As for the signal handling.. thats interesting. I do get zombies if I don't properly do pcntl_wait(), but I have no problem just killing them when the parent process is also gone. I personally just really dislike 'ticks', and they are also considered depreciated since 5.3. I believe the alternative is the non-blocking signal checkers also introduced in 5.3.
Dave • Dec 03, 2008
Then how about instead: forking the process into the "master" and then the master forking child processes as needed once it itself has been daemonised? i.e. calling pcntl_fork() twice. That way you can setup your monitoring environment and then launch your child processes. Or you could launch the child processes as CLI scripts that are simply controlled via the daemonised script? That is a method I've used in the past.

I have not looked at PHP 5.3 yet, but previously ticks where required; without them you could not set a custom signal handler and where forced to rely on the defaults which meant no clean way of killing your script - hence my comments!

Looks like I will have to go do some reading up on PHP5.3s PCNTL / POSIX changes.
Dave • Dec 03, 2008
Follow-up and going kind of off-topic too (sorry):

According to the PHP manual pcntl_signal relies on ticks to attach a custom signal handler (http://ca.php.net/manual/en/function.pcntl-signal.php) but ticks are being removed (just as you said) as of PHP6 (http://ca.php.net/manual/en/control-structures.declare.php#control-structures.declare.ticks) as declare() is being repurposed to set the character encoding.

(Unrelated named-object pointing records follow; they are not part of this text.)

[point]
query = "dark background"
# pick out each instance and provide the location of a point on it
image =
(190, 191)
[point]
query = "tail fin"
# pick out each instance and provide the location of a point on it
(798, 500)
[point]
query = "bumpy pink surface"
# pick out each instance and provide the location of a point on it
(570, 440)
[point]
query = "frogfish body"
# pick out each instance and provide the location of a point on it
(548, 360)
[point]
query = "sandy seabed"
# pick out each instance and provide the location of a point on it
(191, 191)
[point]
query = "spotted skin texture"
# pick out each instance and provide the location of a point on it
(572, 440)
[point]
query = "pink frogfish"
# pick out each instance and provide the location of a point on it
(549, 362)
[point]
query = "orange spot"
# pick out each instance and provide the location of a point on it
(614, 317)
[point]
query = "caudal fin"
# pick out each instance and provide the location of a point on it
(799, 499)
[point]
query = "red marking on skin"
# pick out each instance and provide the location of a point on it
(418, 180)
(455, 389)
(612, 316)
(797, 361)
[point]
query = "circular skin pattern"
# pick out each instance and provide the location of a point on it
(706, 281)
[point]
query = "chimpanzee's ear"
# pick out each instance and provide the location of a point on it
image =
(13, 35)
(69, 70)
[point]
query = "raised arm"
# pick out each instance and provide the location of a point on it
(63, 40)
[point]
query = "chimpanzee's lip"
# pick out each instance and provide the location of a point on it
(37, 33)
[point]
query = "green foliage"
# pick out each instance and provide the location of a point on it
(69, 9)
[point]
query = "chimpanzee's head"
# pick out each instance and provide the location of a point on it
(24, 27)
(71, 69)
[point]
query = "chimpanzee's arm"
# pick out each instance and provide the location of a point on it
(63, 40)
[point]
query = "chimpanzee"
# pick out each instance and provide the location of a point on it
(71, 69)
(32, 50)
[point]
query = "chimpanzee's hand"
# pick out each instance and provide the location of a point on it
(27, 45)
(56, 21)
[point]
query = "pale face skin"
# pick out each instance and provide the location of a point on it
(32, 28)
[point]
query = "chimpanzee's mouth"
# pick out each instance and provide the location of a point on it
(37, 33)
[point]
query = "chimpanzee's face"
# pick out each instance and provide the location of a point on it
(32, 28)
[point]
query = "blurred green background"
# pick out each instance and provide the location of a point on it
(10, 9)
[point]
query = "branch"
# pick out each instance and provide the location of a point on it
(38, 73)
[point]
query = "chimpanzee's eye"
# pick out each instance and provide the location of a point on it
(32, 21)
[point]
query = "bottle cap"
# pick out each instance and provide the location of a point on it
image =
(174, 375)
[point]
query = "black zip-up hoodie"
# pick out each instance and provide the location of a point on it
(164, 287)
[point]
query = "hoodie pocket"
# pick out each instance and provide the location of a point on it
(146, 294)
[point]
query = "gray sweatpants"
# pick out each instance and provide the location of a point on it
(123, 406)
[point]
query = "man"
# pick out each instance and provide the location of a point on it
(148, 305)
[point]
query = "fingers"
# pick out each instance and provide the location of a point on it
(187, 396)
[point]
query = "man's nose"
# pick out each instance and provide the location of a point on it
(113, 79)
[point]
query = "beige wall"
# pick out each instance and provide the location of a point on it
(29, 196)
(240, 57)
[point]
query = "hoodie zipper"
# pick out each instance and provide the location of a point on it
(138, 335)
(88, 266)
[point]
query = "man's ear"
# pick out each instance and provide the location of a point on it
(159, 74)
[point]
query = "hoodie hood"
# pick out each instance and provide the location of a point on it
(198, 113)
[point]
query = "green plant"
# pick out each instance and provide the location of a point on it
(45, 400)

So in that case, how on earth do you attach a signal handler?? Unless I am missing something very obvious, as of PHP6 there will be no ability to do this - unless pcntl_signal() is updated - but there are no examples or updates to the docs reflecting the state of declare(ticks) or what the "new" method is.
Evert • Dec 03, 2008
using php5.3 you can check for signals in a non-blocking fashion.. Ticks in general are a bit of a hack, and a little nasty I feel :). Sleep()ing the master and checking for signals every x seconds will work fine for my purposes. Quite frankly, I'm not monitoring for signals at all at this point. For my purposes, I have trouble finding a reason to do this.. but maybe I'm completely missing something.

as to your other point, I would be able to fork the 'master', but then I'd need to setup some IPC/semaphore stuff to communicate the jobs..

That all being said, disconnecting/reconnecting to mysql is really cheap. It also happens for every single http request. I don't really have any issues doing this, so its not much of a concern for me right now :)
Geoff • Dec 03, 2008
In my experience, using popen() or proc_open() works much better than forking. Yes, it's a slightly more expensive operation, but you don't have to worry about the child destroying the parent's resources.
MagicalTux • Dec 06, 2008
I personally had to fight this, and found the best solution is to close all mysql connections after a fork.

I have a SQL object with a forked() static method that will close all open SQL handles and notify all existing SQL instances objects.

When another query is ran, each instance will automatically reconnect on an "as needed" basis.
Evert • Dec 06, 2008
Our MySQL class also only makes the connection upon hitting the first query.

However, I close all connections right before I fork.. Seemed to be the best way to go about it.